Ce que l’on découvre sur le plateau, c’est comme un grand bloc qui tourne… en fait la maison fortifiée (fenêtres et portes occultées) du docteur Bartolo, un homme d’un âge certain (on appelle cela un barbon), soucieux de protéger des regards, qu’il juge tous « intéressés », sa pupille Rosine … qu’il se réserve pour lui-même. Evidemment, il ne sait pas ce qui l’attend. Le Comte Almaviva (qui se fera d’abord passer pour Lindoro, un étudiant pauvre) est amoureux de la belle ; le barbier Figaro, très vif et très malicieux, espiègle donc, va l’aider à sauver la belle et à l’épouser, au grand dam du tuteur. Tout évidemment finit au mieux pour les tourtereaux (… même si l’on sait, grâce aux Noces de Figaro, que le couple connaîtra plus tard quelques problèmes liés aux pulsions de monsieur, mais Figaro, encore lui, défendant Suzanne sa promise, remettra de l’ordre moral dans tout cela…).

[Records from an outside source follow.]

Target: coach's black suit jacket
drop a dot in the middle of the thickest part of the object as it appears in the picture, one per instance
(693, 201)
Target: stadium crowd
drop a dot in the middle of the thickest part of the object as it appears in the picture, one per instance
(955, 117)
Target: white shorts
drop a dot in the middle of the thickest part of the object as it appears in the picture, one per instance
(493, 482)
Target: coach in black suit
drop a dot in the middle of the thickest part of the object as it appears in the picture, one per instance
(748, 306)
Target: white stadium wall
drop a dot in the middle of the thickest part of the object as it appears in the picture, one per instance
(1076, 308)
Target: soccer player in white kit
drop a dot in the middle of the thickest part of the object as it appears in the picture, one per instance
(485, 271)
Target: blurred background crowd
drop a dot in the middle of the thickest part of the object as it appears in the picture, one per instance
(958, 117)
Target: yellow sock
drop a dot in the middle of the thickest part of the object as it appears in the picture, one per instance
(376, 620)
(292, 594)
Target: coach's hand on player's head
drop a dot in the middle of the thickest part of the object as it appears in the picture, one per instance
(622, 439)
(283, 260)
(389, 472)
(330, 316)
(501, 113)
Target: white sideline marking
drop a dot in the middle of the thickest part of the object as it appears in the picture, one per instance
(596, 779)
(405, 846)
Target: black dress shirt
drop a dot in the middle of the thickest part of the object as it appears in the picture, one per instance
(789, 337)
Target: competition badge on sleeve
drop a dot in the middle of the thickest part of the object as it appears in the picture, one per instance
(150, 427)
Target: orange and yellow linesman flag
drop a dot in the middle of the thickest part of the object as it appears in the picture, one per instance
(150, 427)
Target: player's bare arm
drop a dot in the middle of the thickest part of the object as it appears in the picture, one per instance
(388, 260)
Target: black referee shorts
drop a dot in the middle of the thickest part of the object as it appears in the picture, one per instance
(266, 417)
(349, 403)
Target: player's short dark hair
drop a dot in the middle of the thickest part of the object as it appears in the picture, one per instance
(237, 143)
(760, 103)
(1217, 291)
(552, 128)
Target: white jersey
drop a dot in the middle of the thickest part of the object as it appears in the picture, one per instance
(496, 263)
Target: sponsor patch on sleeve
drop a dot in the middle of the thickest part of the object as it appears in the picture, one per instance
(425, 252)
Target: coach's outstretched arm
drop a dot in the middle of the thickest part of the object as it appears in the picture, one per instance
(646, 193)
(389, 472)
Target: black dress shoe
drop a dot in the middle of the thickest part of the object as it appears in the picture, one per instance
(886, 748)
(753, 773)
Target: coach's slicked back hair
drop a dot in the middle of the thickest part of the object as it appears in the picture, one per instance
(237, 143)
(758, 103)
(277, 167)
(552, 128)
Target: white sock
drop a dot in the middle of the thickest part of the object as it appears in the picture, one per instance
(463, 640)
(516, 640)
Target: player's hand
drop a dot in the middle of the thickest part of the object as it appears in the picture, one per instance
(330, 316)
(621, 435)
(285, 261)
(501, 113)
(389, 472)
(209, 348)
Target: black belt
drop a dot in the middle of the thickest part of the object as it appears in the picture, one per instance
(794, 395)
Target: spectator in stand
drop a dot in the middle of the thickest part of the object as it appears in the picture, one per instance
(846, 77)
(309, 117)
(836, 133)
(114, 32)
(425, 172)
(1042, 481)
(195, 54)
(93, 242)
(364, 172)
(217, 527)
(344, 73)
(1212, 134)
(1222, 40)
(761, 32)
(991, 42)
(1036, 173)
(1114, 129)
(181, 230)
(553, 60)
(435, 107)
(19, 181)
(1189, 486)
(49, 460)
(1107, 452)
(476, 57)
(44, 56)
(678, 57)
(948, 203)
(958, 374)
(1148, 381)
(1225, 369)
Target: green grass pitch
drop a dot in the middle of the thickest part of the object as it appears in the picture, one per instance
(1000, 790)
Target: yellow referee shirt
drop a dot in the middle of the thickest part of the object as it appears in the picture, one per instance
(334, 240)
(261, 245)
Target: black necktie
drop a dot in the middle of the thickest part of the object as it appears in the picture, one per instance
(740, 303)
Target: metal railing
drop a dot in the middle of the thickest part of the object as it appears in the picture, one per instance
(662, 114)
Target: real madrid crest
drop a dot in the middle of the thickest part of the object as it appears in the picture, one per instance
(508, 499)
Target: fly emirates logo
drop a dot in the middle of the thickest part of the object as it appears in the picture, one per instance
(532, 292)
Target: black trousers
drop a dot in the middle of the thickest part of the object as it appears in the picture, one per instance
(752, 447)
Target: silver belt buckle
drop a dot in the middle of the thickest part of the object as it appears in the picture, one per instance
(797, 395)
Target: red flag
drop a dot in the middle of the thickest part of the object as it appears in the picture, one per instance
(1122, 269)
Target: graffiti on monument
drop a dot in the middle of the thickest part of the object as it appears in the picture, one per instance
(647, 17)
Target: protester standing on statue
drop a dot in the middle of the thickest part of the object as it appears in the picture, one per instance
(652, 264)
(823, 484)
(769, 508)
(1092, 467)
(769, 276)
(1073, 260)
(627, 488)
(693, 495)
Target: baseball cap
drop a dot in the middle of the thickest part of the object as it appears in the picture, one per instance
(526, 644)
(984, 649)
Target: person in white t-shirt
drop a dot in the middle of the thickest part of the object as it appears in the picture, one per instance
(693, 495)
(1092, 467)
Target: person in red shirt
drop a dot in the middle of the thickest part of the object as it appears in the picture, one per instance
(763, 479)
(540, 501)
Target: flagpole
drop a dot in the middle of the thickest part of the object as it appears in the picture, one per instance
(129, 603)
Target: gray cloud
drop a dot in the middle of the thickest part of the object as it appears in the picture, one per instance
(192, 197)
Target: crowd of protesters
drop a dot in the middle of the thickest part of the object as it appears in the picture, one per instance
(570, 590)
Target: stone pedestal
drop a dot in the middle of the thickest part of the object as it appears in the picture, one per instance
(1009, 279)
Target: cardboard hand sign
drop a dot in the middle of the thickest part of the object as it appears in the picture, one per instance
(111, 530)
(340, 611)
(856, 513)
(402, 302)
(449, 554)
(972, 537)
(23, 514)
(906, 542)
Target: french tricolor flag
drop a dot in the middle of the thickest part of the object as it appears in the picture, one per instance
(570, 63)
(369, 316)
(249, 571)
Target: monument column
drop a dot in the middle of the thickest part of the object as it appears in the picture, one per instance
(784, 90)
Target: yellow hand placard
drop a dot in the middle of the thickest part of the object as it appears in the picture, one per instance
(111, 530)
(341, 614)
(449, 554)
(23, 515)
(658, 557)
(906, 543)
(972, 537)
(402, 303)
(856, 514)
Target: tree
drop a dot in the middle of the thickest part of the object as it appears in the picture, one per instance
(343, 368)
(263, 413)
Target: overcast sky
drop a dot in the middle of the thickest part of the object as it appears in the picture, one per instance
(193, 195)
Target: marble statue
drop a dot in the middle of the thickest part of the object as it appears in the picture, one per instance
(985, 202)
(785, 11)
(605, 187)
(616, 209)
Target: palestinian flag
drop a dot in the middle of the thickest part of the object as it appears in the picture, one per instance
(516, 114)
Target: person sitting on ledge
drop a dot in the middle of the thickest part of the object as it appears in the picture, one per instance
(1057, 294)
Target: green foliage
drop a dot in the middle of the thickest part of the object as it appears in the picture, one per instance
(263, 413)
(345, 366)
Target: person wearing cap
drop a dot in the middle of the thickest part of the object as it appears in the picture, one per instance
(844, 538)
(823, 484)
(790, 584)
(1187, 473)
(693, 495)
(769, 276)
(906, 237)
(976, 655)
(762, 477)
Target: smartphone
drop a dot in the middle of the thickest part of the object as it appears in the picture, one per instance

La scénographie est à panneaux mouvants, qui s’ouvrent notamment sur le cabinet de consultation du docteur Bartolo (devenu dentiste à l’ancienne pour l’occasion) ou sur la chambre de la pupille. C’est une boîte à surprises. 

On l’aura compris, Mariame Clément a décidé de s’amuser en mettant en scène cette œuvre (qu’on peut également par ailleurs lester de points de vue plus sérieux ou davantage engagés : le sexisme, le machisme, la dépendance des filles et des femmes, la corruption, etc.). Ce faisant, elle nous amuse.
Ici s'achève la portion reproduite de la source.